The decline accelerated after Bitcoin broke by way of the $100,000 help, inflicting greater than $190 million in long-term liquidations up to now hour, based on knowledge from Coinglass.
Bitcoin couldn’t break by way of The $106,400 degree, which turned from help to resistance earlier this week, is inflicting concern. About what's going to occur. Nonetheless, each time it loses that degree, it has at all times rallied across the psychological $100,000 help, or not less than the $99,000 help created in June.

Complete liquidations up to now 24 hours reached $655 million, amplifying the downward momentum as overleveraged positions have been unwound.
Ethereum fell 5.75% to $3,218.37, Solana fell 5.2% to $145.55, and BNB fell 3.2% to $922.90, reflecting simultaneous promoting stress throughout main tokens.
Institutional investor demand slows, ETF flows flip destructive
The U.S. Spot Bitcoin ETF recorded internet outflows of $278 million on November 12, contributing to cumulative redemptions of roughly $961 million this month, based on Pharcyde Buyers.
The shift from internet inflows to gradual outflows will take away a key stabilizing issue that supported costs till mid-2025, making spot markets much more weak to derivative-driven volatility.
Historic patterns counsel that reversals in ETF flows typically coincide with phases of consolidation reasonably than durations of directional certainty.
A November 12 evaluation by Glassnode confirmed that Bitcoin has been buying and selling beneath the short-term holder value threshold of $111,900 since early October, establishing a bearish regime characterised by low liquidity and low confidence.
The realized revenue/loss ratio for short-term holders of the community was beneath 0.21 at round $98,000. This means that over 80% of the realized worth was as a consequence of cash promoting at a loss, representing the depth of the capitulation past the final three main washouts of the present cycle.
Glassnode identifies the sub-$100,000 zone as a key battleground the place vendor exhaustion is beginning to take form. Nonetheless, a sustained restoration would require Bitcoin to regain its value base of $111,900 as a help degree.

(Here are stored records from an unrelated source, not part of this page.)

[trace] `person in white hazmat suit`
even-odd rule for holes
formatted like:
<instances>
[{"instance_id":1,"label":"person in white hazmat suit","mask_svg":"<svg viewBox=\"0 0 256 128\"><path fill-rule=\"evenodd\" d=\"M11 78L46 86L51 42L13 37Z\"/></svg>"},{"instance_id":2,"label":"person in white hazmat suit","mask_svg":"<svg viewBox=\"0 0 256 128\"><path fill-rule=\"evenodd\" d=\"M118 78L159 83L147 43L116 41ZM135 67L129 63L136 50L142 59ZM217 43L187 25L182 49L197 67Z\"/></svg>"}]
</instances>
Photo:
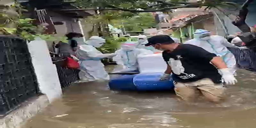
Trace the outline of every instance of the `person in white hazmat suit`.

Sentiment worsens as a consequence of decrease leverage
Bitcoin perpetual futures funding charges stay subdued throughout main exchanges, with each funding and open rates of interest trending downward because the October leverage flush.
The shortage of energetic positioning displays market hesitation, with merchants avoiding directional bets as volatility expectations stay excessive.
Choices market knowledge reinforces this defensive posture. The put safety commerce is priced at an 11% implied volatility premium over the short-term expiration name, indicating that merchants proceed to pay draw back insurance coverage premiums.
Open curiosity is concentrated across the $100,000 strike worth for the end-November expiration, a key threshold above which seller hedging flows may amplify volatility.
Latest choice circulate has centered on places between $108,000 and $95,000 strike costs, structured as full safety or calendar spreads that seize expectations of near-term disruption.
Glassnode's cost-based distribution heatmap reveals a decent provide cluster between $106,000 and $118,000, indicating that buyers are ready to exit across the break-even level.
This provide overhang creates pure resistance and the rally can stall except new influx absorbs the distribution stress.
The corporate notes that short-term holder demand, which represents new investor momentum, has been considerably weaker since June 2025, reflecting the dearth of latest capital flowing into the market.
Regardless of the current decision of the US authorities shutdown, rising actual yields and chronic funding stress weighed on speculative property, whereas broader threat sentiment deteriorated together with a decline in cryptocurrencies.
Morgan Stanley's current “Fall Season” notice suggested shoppers to reap income reasonably than chase upside at this stage of the four-year cycle, resulting in a decline in institutional buyers' threat urge for food.
The mixture of closely leveraged positioning, weak demand for the ETF, and structural resistance above the present worth turned every breakthrough beneath $100,000 right into a self-reinforcing cascade.